The heads of Facebook-owned WhatsApp and Messenger services told Barr and his U.K. and Australian counterparts that Facebook is moving forward with plans to enable end-to-end encryption on all of its messaging services. End-to-end encryption locks up messages so that not even Facebook can read their contents.
WhatsApp already uses end-to-end encryption. Facebook plans to extend that protection to Messenger and Instagram Direct.
Barr and other officials had asked the company in October to hold off. In a letter to Facebook CEO Mark Zuckerberg, they insisted that precluding access by law enforcement could hinder efforts to prevent or investigate crimes. The letter repeatedly emphasized the dangers of child sexual exploitation to justify their stance.
Barr reiterated his concerns in a speech Tuesday, calling the encryption fight "one of our highest priorities" and describing "an increasing number of horror stories about how people are dying, or being molested or whatever, but we cannot get in."
Law enforcement has long sought a way to read encrypted messages that's analogous to wiretaps for phone calls. Security experts, however, say that giving police such access makes messaging insecure for everyone by creating vulnerabilities that others can exploit.
In Facebook's response Monday to Barr and other authorities, Will Cathcart, head of WhatsApp, and Stan Chudnovsky, head of Messenger, said creating such a "backdoor" for law enforcement "would be a gift to criminals, hackers and repressive regimes, creating a way for them to enter our systems and leaving every person on our platforms more vulnerable to real life harm."

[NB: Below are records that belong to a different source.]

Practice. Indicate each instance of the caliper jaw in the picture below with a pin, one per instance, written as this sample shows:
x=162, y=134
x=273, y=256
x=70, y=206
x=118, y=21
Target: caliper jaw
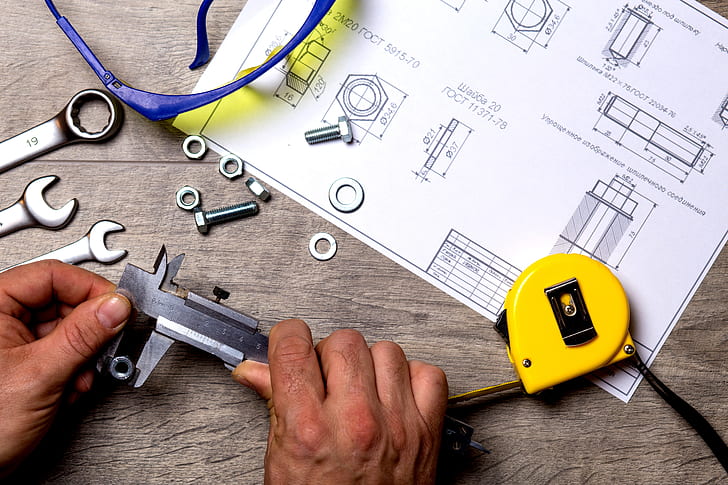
x=179, y=315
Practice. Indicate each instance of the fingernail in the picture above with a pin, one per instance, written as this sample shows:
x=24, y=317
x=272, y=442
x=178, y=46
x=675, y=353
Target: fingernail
x=113, y=311
x=238, y=376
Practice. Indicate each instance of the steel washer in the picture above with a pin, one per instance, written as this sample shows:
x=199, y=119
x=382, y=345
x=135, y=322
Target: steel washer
x=322, y=236
x=334, y=195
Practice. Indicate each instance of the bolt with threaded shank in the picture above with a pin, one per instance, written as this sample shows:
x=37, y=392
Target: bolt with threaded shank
x=205, y=219
x=339, y=131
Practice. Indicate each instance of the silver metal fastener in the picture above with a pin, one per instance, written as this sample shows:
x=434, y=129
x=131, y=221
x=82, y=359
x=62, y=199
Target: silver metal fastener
x=231, y=166
x=257, y=188
x=205, y=219
x=194, y=147
x=341, y=130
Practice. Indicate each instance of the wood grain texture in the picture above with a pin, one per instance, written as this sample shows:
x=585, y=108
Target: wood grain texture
x=191, y=422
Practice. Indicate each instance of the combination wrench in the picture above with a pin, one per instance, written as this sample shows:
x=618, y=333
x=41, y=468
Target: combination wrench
x=91, y=247
x=63, y=129
x=32, y=210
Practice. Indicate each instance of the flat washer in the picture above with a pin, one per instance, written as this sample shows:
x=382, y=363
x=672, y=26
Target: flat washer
x=322, y=236
x=346, y=206
x=188, y=151
x=185, y=191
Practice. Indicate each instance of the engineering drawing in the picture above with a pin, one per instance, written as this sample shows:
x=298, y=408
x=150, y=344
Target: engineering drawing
x=721, y=116
x=632, y=36
x=302, y=73
x=673, y=152
x=443, y=148
x=524, y=23
x=369, y=102
x=455, y=4
x=473, y=271
x=606, y=222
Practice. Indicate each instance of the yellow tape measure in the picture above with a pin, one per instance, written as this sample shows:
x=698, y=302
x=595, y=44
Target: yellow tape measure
x=565, y=316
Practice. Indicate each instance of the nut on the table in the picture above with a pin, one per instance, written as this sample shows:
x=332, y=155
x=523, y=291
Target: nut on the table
x=231, y=166
x=257, y=188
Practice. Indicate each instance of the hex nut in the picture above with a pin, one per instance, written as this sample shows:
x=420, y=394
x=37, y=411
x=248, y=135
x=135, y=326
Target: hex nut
x=231, y=166
x=345, y=129
x=257, y=188
x=183, y=194
x=200, y=220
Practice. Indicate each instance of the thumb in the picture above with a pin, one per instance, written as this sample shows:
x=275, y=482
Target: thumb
x=256, y=376
x=81, y=335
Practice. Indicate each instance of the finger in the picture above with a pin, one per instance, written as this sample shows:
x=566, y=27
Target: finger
x=36, y=285
x=79, y=337
x=391, y=369
x=84, y=381
x=296, y=382
x=429, y=388
x=256, y=376
x=347, y=366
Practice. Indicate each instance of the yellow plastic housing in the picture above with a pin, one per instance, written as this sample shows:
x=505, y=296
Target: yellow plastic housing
x=536, y=347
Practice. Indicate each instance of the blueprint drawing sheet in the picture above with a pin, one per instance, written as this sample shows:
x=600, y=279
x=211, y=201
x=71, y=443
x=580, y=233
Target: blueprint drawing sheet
x=491, y=133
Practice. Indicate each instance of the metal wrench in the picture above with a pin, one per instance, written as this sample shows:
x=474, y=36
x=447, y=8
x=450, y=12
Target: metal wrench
x=62, y=129
x=32, y=210
x=91, y=247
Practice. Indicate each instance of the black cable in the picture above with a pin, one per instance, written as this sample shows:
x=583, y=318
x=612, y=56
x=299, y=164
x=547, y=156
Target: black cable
x=691, y=415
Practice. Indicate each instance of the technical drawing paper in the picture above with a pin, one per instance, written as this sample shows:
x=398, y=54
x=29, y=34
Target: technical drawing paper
x=491, y=133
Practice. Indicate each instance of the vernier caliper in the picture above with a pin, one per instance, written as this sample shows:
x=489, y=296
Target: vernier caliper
x=180, y=315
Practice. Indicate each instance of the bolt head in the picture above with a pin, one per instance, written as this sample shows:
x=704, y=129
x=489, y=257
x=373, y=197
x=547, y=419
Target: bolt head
x=345, y=129
x=200, y=220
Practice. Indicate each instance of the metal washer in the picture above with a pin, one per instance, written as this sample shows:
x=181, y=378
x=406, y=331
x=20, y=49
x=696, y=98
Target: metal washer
x=199, y=153
x=322, y=236
x=182, y=193
x=334, y=195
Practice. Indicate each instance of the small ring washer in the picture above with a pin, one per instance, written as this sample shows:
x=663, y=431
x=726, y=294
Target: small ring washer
x=349, y=206
x=237, y=166
x=185, y=191
x=322, y=236
x=189, y=141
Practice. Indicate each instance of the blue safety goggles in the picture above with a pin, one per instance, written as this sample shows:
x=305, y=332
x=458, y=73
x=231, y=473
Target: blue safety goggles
x=163, y=106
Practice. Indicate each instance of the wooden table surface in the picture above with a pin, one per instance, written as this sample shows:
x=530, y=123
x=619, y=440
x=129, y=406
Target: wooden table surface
x=191, y=422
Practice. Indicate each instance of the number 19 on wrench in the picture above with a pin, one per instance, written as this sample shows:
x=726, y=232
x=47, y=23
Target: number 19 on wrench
x=62, y=129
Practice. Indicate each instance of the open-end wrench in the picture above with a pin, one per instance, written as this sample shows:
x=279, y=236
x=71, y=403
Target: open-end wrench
x=91, y=247
x=32, y=210
x=62, y=129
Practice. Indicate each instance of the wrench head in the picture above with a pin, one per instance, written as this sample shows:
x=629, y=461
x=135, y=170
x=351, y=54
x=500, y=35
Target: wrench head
x=97, y=242
x=46, y=216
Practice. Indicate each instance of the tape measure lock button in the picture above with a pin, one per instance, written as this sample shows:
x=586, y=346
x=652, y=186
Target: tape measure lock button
x=571, y=313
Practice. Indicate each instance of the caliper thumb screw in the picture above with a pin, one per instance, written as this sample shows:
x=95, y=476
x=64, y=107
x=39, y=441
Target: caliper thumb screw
x=205, y=219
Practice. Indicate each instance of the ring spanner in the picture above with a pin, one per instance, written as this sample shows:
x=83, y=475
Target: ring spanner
x=63, y=129
x=91, y=247
x=32, y=210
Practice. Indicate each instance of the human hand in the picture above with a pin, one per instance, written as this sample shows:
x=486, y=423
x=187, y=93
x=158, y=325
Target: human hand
x=54, y=318
x=344, y=413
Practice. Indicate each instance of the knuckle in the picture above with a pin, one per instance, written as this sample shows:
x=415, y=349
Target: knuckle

Facebook has said that people have the right to private conversations online and that companies are already able to respond to government agencies when they receive valid legal requests. Facebook's letter emphasized the many tools the company has built to try to detect criminal and other problematic activities using signals from unencrypted information.
Barr said at a Wall Street Journal event on Tuesday that there are benefits to encryption, such as to secure communications with a bank. But he said the growth of consumer apps with end-to-end encryption, like WhatsApp and Signal, have aided "terrorist organizations, drug cartels, child molesting rings and kiddie porn type rings."
His comments came on the same day that executives from Facebook and Apple were testifying about encryption at a Senate Judiciary Committee hearing.
Apple's director of user privacy, Erik Neuenschwander, told senators in prepared remarks Tuesday that encryption not only protects an iPhone user's sensitive data, but is an important way of safeguarding financial and health data in an "increasingly interconnected future."
"We do not know of a way to deploy encryption that provides access only for the good guys without making it easier for the bad guys to break in," he said.
Apple resisted the government's efforts to gain access to an iPhone belonging to a perpetrator of a 2015 terrorist attack in San Bernardino, which killed 14 people. The company went to court to block an FBI demand for Apple to disable security measures that complicated efforts to guess the phone's passcode. The FBI eventually relented after it found another way of getting into the phone, but a longstanding fight between the tech industry and Justice Department over finding workarounds has flared up again under Barr.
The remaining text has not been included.